Taking typical daily annoyances such as a long wait at the doctor’s office or a traffic jam on the freeway in stride may help preserve brain health in older adults, while emotional reactions could contribute to declines in cognition, a new study from Oregon State University has found.
“These results confirm that people’s daily emotions and how they respond to their stressors play an important role in cognitive health,” says Robert Stawski, an associate professor in OSU’s College of Public Health and Human Sciences and the study’s lead author. “It’s not the stressor itself that contributes to mental declines but how a person responds that affects the brain.”

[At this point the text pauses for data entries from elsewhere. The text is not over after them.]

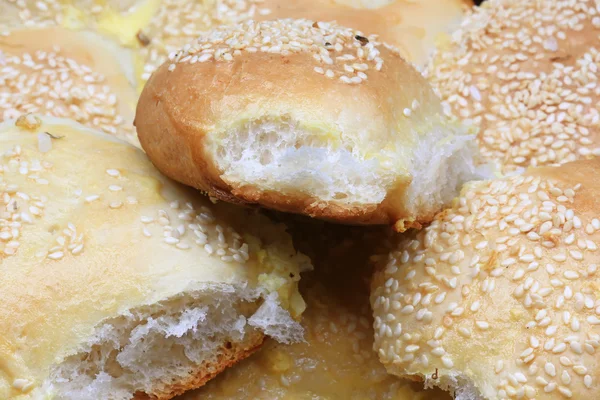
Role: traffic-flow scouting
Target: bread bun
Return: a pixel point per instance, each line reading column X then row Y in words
column 412, row 26
column 337, row 360
column 120, row 19
column 525, row 73
column 498, row 298
column 69, row 74
column 334, row 125
column 117, row 282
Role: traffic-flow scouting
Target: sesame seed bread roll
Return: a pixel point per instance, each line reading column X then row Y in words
column 412, row 26
column 79, row 75
column 525, row 74
column 305, row 117
column 337, row 360
column 118, row 283
column 498, row 298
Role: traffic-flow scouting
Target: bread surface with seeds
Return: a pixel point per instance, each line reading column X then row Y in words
column 305, row 117
column 498, row 298
column 412, row 26
column 526, row 74
column 117, row 282
column 67, row 74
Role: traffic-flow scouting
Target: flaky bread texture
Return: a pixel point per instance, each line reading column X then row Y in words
column 80, row 75
column 498, row 298
column 291, row 128
column 525, row 74
column 117, row 282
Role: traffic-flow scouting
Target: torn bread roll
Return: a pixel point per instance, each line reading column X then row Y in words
column 80, row 75
column 525, row 74
column 118, row 283
column 412, row 26
column 498, row 298
column 305, row 117
column 337, row 360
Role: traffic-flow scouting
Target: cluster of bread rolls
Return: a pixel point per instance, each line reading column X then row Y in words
column 375, row 197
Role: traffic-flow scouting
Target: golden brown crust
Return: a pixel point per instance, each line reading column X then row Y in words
column 413, row 27
column 230, row 354
column 500, row 292
column 186, row 108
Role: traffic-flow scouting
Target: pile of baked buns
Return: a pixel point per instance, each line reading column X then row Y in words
column 285, row 199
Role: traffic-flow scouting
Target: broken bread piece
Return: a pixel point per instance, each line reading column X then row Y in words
column 305, row 117
column 118, row 283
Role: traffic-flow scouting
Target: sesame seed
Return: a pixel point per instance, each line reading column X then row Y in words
column 56, row 255
column 91, row 198
column 520, row 106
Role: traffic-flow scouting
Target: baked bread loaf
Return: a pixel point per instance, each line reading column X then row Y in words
column 498, row 298
column 337, row 360
column 118, row 283
column 63, row 73
column 305, row 117
column 524, row 73
column 412, row 26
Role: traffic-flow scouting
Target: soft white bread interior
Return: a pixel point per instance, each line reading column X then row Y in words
column 117, row 282
column 498, row 298
column 525, row 74
column 336, row 361
column 412, row 26
column 306, row 117
column 63, row 73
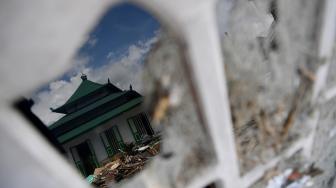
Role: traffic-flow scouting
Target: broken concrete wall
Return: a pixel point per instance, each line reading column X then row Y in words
column 269, row 48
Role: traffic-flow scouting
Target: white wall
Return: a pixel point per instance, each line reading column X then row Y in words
column 93, row 135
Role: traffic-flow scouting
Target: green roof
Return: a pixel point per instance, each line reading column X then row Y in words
column 88, row 108
column 84, row 88
column 99, row 120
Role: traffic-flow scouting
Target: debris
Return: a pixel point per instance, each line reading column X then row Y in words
column 131, row 161
column 295, row 178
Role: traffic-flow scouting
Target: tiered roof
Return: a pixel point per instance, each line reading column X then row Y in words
column 90, row 106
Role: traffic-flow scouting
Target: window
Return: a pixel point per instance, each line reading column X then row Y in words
column 140, row 126
column 84, row 157
column 112, row 140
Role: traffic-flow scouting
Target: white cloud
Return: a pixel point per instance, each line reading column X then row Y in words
column 92, row 41
column 122, row 72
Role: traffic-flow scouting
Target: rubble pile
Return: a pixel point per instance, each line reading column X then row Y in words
column 127, row 163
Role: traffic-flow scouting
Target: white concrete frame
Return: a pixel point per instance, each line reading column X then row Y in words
column 39, row 37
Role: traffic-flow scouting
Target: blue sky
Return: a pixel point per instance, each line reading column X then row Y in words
column 115, row 49
column 121, row 27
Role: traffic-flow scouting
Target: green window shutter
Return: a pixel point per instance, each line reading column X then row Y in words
column 107, row 145
column 77, row 161
column 134, row 130
column 93, row 157
column 117, row 135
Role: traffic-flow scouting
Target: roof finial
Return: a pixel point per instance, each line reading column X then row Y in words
column 83, row 77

The findings contribute to a growing body of research that focused on daily stress as a risk factor for compromised mental, physical and cognitive health. The findings have vital real-world applications, given that the world’s fastest growing age group is adults 80 and over, says Robert, who studies how stressful experiences influence health, well-being and cognition.
Brain health and cognition are important as we age. They contribute to one’s ability to function in day-to-day life and can reflect diseases including dementia and Alzheimer’s.
The findings were recently published online in Psychosomatic Medicine, the journal of American Psychosomatic Society. Co-authors include Oregon State students Eric Cerino and Dakota Witzel, and Stuart W.S. MacDonald of the University of Victoria.
For the study, researchers followed 111 older adults, ranging in age from 65 to 95, for 2½ years. Every six months, they participated in a series of cognitive assessments for six days over a two-week period.
During the assessments, participants looked at a series of two strings of numbers and were asked whether the same numbers appeared in the two strings, regardless of order. Past studies have linked fluctuations in how quickly people can do this exercise with decreased mental focus, cognitive aging and risk for dementia as well as structural and functional brain changes that reflect poor cognitive health. Each participant completed the numbers exercises for up to 30 sessions over the 2½-year period.
The participants also were asked about stressors experienced that day by themselves, a family member or a close friend; rated how they felt right at that moment, choosing from an array of positive and negative emotions and a range of intensity; and filled out a checklist of physical symptoms.
In the overall comparison, those who responded to stressful events with more negative emotions and reported a more dour mood in general showed greater fluctuations in their performance, which suggests worse mental focus and cognitive health among the more strongly negative and reactive people.
But by following each person over time, the scientists also could track what happened on an individual basis, and striking age differences emerged. For the oldest participants — late 70s to mid-90s — being more reactive to stressors than usual also contributed to worse cognitive performance.
In contrast, people in their late 60s to mid-70s actually did better on the test if they reported more stressors.
“These relatively younger participants may have a more active lifestyle to begin with, more social and professional engagement, which could sharpen their mental functioning,” Robert says.
Older adults should be aware of their emotional reactions to stressful events and explore stress-lowering strategies, if needed, to preserve brain health and cognitive function, he says.
The research was supported by the National Institute on Aging at the National Institutes of Health, the Natural Sciences and Engineering Research Council of Canada, and the Michael Smith Foundation for Health Research.